Phelan observou que os cientistas selecionados para a próxima missão não têm muita experiência operando na China, onde as informações são rigidamente controladas e podem não estar bem equipados para navegar em águas políticas agitadas.
A OMS, disse Yanzhong Huang, pesquisador sênior de saúde global do Conselho de Relações Exteriores, “precisa de diplomatas mais experientes”.
Quando a missão apresentar suas conclusões, especialistas em saúde pública, autoridades estrangeiras e o público estarão novamente analisando as mensagens da OMS para obter respostas e qualquer sinal de que as informações apresentadas não são precisas ou completas.
Tarik Jasarevic, porta-voz da organização com sede em Genebra, disse que rastrear a origem de tal evento “é um processo complexo”. Demorou para vincular a síndrome respiratória do Oriente Médio (MERS) aos camelos dromedários, observou ele, e para compreender as origens da síndrome respiratória aguda grave (SARS) em morcegos.
Wang Linfa, especialista em doenças zoonóticas da Escola de Medicina Duke-NUS em Cingapura, que ajudou a identificar os morcegos como hospedeiros naturais do vírus SARS, disse que desta vez seria diferente.

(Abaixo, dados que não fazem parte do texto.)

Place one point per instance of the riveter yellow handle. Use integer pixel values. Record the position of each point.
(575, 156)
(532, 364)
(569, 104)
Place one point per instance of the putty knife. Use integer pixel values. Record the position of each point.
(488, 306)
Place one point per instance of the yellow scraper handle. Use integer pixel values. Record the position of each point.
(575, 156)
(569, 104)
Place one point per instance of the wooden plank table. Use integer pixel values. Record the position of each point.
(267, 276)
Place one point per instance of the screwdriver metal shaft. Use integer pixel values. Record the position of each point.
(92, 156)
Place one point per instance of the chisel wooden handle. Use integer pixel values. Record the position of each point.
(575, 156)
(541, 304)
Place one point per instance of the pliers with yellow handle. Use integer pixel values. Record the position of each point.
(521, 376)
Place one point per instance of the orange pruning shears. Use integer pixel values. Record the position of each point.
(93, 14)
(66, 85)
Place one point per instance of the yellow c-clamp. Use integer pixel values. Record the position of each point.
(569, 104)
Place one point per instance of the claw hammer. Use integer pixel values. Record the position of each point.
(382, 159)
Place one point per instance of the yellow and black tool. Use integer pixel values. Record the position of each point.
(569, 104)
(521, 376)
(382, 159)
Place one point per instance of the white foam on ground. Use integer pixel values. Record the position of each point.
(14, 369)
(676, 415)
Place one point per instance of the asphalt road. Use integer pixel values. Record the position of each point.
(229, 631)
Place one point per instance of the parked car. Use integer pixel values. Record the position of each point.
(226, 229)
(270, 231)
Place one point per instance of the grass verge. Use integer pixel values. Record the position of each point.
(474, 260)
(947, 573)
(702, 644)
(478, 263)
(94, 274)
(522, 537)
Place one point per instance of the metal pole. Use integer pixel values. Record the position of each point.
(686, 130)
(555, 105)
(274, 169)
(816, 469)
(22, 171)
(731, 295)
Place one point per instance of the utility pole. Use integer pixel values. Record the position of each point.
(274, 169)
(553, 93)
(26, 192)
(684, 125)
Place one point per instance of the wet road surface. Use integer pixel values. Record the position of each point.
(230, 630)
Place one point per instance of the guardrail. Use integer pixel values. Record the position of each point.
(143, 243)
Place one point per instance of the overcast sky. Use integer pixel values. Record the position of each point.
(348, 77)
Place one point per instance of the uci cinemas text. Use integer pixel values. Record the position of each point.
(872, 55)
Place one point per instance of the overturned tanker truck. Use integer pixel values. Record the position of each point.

“A meta é muito mais difícil desta vez porque eles não sabem por onde começar”, disse ele. “É muito, muito mais difícil. A política está à frente da ciência agora. ”
Dale Fisher, um médico infectologista do National University Hospital em Cingapura, que estava na missão da OMS na China em fevereiro, não estava otimista de que o mundo logo teria respostas.
“Infelizmente, tudo será velado pelo ceticismo. Vai ser impossível provar que você está sendo totalmente transparente ”, disse ele.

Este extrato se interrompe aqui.